Real Coal for Christmas: No Longer Just a Child's Nightmare


This holiday season, a new business is booming. For fun or revenge, people are gifting lumps of coal, including “Clumps for Trump.”

Is there someone in the office who drives you crazy? A relative who gives calendars, every year? A neighbor whose dog stops only in your yard?

For that special someone, no need for a fruit cake or fugly sweater. Now you can send lumps of real coal, gift-wrapped with a bow and anonymous note.

Yes, coal—the bad boy of fossil fuels, the bane of environmentalists—gets new life this holiday season as the anti-present for the despised (or those with a sense of humor.)

At least half a dozen merchants, most within the last month, have moved beyond faux coal products that are just blackish soap, sponges, popcorn, or Rice Krispies. They’re marketing cheap lumps of anthracite from the hollows of Pennsylvania and Appalachia with suggested messages such as “You’re fired!” or “I’m pregnant.”

“It’s a cathartic way to bury the hatchet,” says Griffin Van Meter of Kentucky for Kentucky, noting a woman told her ex-boyfriend: “You deserve this more than you know.” Another retailer, Nathan Adams of Send Coal, recalls customers writing: “Behave and stop breaking women’s hearts,” and “Better not miss picking up the dog poop or there will be more of this next year.”

Most orders are pranks, some political. Boston-based Kyle Waring has received orders to mail his “Ship Coal, Yo!” stocking to President Barack Obama at the White House. He’s declined. Another website, Naughty Coal Box, has sprung up to lambast GOP presidential front-runner Donald Trump, urging people to buy “Clumps for Trump.”

“It started out as a joke.”

The lump-of-coal lore has also crept figuratively into the presidential race. GOP candidate and former Hewlett Packard CEO Carly Fiorina has described Trump as a “Christmas gift” for Democratic favorite Hillary Clinton, saying Clinton “will wipe the floor with him.” In contrast, Fiorina said: “I am the lump of coal in her stocking.”
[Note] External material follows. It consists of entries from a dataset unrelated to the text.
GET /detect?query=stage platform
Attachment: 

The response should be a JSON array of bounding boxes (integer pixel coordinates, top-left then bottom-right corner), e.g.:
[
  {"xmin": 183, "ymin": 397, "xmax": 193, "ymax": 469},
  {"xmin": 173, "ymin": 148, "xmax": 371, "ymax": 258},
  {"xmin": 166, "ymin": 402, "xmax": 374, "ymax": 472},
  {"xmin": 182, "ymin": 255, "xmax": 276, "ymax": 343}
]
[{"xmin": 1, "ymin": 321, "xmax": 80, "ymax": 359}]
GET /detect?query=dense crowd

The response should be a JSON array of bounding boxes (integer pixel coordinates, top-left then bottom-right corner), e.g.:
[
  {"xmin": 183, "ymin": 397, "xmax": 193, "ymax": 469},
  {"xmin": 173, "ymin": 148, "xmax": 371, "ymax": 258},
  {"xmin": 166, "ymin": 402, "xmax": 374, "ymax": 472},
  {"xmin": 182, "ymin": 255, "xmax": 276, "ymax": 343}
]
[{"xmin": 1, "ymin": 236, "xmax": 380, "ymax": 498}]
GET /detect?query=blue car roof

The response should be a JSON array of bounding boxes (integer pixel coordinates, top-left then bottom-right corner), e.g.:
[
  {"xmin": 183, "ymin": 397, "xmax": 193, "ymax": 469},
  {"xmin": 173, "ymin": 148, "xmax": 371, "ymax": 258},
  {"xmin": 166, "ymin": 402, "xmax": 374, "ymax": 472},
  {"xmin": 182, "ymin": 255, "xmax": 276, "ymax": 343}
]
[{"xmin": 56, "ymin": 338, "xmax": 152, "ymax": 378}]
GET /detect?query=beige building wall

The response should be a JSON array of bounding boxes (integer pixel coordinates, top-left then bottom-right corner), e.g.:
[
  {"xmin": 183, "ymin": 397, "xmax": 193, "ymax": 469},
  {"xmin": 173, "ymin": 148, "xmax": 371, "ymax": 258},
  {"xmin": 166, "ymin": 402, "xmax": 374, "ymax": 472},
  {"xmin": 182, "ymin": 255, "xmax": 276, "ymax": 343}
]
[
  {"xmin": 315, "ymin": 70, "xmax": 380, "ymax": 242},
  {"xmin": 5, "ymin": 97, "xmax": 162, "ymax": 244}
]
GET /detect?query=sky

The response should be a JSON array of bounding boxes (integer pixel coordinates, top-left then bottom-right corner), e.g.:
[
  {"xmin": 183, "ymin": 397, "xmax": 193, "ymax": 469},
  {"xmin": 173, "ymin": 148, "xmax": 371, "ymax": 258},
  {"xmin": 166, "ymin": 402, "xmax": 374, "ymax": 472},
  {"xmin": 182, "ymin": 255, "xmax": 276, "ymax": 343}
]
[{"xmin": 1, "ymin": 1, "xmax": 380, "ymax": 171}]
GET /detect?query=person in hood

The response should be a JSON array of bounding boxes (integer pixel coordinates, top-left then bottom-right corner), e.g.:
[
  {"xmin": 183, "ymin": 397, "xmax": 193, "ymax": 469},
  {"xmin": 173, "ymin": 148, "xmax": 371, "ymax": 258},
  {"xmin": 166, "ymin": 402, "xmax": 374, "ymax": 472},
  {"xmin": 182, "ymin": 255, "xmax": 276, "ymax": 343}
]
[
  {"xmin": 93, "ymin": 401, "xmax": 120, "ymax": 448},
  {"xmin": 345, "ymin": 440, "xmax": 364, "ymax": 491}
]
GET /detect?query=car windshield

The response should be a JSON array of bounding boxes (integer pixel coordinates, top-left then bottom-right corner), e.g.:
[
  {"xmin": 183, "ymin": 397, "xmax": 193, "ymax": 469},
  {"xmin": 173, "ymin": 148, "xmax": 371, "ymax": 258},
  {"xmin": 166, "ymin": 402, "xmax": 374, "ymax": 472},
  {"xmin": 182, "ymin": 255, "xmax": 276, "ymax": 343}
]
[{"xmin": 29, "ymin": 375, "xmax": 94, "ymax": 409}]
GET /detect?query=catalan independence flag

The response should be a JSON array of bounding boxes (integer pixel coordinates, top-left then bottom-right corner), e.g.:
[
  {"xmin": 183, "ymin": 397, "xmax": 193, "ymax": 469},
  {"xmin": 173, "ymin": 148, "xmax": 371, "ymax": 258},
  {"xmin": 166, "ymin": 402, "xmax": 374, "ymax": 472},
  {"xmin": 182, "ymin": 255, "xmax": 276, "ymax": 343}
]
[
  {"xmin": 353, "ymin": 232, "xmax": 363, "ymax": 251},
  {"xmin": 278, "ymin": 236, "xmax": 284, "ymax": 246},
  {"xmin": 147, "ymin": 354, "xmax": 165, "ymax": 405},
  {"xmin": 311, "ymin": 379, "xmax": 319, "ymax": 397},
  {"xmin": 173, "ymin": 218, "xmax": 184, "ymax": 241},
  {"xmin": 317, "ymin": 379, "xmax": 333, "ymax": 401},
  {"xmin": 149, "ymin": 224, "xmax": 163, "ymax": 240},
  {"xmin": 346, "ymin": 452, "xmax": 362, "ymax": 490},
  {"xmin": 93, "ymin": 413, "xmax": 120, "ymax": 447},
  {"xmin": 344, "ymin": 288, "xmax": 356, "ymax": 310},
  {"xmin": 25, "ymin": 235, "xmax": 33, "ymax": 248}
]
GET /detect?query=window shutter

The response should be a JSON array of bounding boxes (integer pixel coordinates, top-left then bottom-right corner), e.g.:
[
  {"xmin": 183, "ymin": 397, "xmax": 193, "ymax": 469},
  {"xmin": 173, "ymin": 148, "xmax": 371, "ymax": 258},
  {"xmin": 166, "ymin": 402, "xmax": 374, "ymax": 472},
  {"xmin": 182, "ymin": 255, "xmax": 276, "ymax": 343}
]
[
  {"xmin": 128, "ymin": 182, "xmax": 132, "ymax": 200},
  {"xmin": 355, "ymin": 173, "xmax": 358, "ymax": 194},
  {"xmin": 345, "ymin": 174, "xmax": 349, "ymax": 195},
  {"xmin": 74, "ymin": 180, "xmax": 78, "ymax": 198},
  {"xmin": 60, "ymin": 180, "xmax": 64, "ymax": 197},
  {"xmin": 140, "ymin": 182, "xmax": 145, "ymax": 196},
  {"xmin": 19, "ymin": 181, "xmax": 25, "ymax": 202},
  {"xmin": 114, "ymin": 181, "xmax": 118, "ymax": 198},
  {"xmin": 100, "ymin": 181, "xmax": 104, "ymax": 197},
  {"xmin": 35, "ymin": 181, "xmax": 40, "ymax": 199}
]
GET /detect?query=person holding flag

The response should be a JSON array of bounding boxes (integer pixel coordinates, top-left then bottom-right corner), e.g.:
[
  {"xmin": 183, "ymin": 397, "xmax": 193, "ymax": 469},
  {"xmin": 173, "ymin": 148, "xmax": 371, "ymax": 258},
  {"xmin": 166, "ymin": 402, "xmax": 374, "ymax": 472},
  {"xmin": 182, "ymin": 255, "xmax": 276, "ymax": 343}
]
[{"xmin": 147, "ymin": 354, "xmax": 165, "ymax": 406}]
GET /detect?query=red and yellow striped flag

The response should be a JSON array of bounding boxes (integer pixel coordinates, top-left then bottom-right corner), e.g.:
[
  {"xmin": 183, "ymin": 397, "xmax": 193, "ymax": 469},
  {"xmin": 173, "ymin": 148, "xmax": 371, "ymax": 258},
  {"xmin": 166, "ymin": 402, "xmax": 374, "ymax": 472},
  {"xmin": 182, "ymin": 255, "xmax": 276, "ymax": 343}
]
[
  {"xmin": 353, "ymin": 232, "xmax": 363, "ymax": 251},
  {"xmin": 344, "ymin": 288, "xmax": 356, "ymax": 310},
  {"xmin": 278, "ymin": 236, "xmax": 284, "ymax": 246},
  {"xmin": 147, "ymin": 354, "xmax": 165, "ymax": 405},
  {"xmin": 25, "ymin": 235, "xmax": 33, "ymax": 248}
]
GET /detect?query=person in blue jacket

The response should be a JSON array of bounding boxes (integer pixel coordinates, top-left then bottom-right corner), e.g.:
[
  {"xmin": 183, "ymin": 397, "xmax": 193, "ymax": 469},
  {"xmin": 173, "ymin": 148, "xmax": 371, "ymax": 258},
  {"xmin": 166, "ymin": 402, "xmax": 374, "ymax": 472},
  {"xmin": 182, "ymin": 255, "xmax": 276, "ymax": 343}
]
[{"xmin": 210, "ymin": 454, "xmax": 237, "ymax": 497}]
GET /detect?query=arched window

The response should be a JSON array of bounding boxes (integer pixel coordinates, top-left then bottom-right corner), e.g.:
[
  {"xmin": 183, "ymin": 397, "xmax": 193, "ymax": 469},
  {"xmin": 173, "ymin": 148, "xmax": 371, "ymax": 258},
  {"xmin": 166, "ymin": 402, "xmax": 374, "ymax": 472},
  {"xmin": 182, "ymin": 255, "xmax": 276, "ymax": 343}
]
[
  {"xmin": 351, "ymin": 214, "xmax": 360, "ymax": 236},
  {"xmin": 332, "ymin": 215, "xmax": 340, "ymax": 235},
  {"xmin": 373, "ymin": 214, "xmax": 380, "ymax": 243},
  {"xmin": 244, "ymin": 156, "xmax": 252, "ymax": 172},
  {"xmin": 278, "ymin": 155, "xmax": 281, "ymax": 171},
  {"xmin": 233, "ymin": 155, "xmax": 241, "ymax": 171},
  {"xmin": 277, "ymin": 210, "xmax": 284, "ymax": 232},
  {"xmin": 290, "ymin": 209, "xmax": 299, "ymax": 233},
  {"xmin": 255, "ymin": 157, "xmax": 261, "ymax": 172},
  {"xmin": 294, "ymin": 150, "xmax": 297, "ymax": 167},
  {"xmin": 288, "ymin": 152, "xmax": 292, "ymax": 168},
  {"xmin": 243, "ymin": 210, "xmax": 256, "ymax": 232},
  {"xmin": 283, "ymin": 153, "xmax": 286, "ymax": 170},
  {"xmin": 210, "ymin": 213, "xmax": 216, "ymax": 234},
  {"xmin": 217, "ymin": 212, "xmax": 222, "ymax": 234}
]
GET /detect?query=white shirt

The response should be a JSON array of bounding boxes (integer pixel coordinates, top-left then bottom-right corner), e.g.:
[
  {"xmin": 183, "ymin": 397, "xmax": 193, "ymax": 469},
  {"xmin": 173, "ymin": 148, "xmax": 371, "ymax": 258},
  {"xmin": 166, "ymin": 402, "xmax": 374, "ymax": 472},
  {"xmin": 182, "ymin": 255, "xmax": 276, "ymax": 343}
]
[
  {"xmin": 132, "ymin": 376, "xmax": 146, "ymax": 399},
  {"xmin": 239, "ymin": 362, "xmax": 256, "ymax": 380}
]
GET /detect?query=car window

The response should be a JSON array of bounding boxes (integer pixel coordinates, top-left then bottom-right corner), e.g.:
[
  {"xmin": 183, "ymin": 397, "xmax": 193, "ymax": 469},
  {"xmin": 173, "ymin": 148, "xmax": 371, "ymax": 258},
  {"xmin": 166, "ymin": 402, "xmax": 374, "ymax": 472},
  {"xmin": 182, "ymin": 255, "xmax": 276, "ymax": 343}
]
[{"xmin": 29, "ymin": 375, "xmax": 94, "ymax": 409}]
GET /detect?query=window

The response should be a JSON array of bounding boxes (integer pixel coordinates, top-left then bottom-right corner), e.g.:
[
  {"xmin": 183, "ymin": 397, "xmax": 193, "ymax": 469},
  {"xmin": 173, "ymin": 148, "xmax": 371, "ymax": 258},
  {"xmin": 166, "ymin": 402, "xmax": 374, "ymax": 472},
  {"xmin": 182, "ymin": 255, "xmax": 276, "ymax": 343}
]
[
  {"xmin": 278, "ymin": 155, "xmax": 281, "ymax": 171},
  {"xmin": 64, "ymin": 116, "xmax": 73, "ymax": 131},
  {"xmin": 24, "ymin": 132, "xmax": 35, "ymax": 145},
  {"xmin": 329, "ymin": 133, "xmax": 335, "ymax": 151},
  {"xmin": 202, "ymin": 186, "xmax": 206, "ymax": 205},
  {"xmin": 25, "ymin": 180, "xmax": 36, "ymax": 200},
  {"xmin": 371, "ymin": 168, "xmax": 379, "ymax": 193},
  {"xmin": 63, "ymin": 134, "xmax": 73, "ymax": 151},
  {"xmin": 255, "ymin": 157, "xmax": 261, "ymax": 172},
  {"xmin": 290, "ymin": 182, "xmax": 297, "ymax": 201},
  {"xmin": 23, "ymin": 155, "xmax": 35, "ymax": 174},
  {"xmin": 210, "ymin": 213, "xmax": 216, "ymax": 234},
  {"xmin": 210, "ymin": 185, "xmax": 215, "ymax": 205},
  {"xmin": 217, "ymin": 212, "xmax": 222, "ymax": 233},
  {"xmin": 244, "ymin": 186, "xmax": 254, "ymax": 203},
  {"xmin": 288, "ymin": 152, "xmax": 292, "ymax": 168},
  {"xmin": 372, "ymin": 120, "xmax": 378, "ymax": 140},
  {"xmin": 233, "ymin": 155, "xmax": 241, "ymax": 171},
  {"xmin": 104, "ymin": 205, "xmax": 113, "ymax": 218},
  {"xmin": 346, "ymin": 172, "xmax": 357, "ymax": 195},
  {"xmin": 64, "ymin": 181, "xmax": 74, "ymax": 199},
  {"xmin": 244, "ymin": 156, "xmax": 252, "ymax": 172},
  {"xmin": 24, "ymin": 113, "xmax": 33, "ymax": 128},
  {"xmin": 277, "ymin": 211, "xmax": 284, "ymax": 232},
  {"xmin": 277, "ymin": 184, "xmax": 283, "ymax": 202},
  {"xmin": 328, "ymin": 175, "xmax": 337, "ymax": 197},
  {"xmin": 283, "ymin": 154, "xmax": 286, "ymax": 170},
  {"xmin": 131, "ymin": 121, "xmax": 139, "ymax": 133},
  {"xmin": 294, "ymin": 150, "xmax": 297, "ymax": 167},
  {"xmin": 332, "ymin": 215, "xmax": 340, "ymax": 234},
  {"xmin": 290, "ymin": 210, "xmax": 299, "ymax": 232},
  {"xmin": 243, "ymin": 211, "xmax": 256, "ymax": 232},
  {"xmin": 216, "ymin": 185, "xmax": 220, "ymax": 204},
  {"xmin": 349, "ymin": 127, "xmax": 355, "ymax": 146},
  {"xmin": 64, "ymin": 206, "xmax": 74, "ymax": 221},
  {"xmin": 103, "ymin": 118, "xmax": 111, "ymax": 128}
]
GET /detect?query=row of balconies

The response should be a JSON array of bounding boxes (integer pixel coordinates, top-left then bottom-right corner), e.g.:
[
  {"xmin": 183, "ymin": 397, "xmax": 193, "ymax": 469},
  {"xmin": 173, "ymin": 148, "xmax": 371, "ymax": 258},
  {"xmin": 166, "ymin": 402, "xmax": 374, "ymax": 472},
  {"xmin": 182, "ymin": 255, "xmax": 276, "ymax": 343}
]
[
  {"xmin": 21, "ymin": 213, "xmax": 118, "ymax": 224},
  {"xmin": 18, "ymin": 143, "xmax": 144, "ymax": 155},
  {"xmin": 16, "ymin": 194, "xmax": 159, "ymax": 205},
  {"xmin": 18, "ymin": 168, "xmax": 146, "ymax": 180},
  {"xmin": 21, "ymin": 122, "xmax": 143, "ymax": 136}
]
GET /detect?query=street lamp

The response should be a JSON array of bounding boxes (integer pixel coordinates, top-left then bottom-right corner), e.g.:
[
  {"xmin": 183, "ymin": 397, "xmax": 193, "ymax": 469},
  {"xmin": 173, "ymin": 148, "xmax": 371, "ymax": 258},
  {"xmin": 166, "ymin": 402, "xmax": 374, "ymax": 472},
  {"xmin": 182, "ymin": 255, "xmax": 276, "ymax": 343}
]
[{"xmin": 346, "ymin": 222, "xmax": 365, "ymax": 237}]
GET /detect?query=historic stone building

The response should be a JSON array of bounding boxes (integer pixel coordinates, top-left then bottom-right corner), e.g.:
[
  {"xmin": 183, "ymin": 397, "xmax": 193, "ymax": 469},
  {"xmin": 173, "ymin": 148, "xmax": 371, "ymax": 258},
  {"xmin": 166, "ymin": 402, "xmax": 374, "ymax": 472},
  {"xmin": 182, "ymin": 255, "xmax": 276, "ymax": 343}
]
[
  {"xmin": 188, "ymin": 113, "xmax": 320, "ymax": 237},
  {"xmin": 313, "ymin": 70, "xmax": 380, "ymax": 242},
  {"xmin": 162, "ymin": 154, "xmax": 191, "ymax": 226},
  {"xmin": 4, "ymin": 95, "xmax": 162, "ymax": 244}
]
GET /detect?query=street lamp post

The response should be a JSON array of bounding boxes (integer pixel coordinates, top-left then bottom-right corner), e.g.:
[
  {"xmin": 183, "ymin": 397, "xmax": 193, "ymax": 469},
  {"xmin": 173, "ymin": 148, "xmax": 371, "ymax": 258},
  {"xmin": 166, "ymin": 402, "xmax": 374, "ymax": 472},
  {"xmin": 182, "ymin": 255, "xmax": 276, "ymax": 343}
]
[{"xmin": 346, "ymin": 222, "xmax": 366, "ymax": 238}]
Why coal is considered such a diss is not entirely clear. Some say Santa just grabbed whatever was lying by the fireplace for bad kids, or that poor kids needed coal to heat their homes so rich—“good”—kids got nuts and fruits (before the dawn of plastic princess dolls and violent video games). Brian Horrigan of the Minnesota Historical Society says it might have something to do with A Christmas Carol’s Ebenezer Scrooge refusing to give even a lump of coal to Bob Cratchit, who was freezing in his office.

Business Is Brisk

“We were shocked to see how many people are ordering,” says Van Meter, whose Kentucky-made goods company began selling coal earlier this month. He’s received thousands of orders for the $7 little bow-topped boxes, which he markets as “the gift that’s worse than nothing” at a cost that is “$542 less than an iPhone 6.”

Waring, founder of Atlantic Ventures, started selling small stockings of half-dollar-sized pieces of anthracite in late November. He says his five dozen orders have all come from within the United States.

Australian startup Send Coal, which also launched its business this holiday season, is shipping boxes within Australia and to the U.S. Its website says the product is “good for humanity,” adding: “Every piece of coal we send is a piece of coal that doesn’t get burnt into the atmosphere.”

A retailer on Etsy, an artsy website, sells “washed pieces” of anthracite as Christmas ornaments with the warning that they’re not safe for use by children. “I personally pick my own coal here in Hazleton, Pennsylvania,” the vendor writes. “Gone are the days of the milkman and the ice man but I still want to be your Coal man.”

This business certainly won’t save coal, now on the decline in the U.S. and Europe as cleaner sources of energy gain ground. On Friday, the last deep-pit coal mine in the United Kingdom was slated to shut its door in Knottingley, England.

The anthracite used in the gifts, typically sprayed or washed so it leaves fewer smudges, is often scraps or debris. Adams, a carpenter in Ashland, Pa., gets his from a buddy who hauls coal for a local company and has leftover pieces at the bottom of his truck.

“It started off as a joke” a few years ago, says Adams, whose Send Coal group has the same name as the Australian company. He and his wife, a school teacher, would send pieces to relatives as a prank.

“A bucket of coal sits in our garage,” he says. This year for the first time, he’s received a couple dozen orders for his small burlap bags, and he’s had to re-order shipping supplies. He says some customers have several mailed to their homes so they can use them as stocking stuffers.

For every grumpy order, he says at least five or six are funny. “It reinforces my belief that there are more nice people than naughty ones.”

Does his four-year-old son fear getting a lump of coal? “He’s way too good of a little man,” Adams says. He pauses, adding: “Maybe when he’s a teenager.”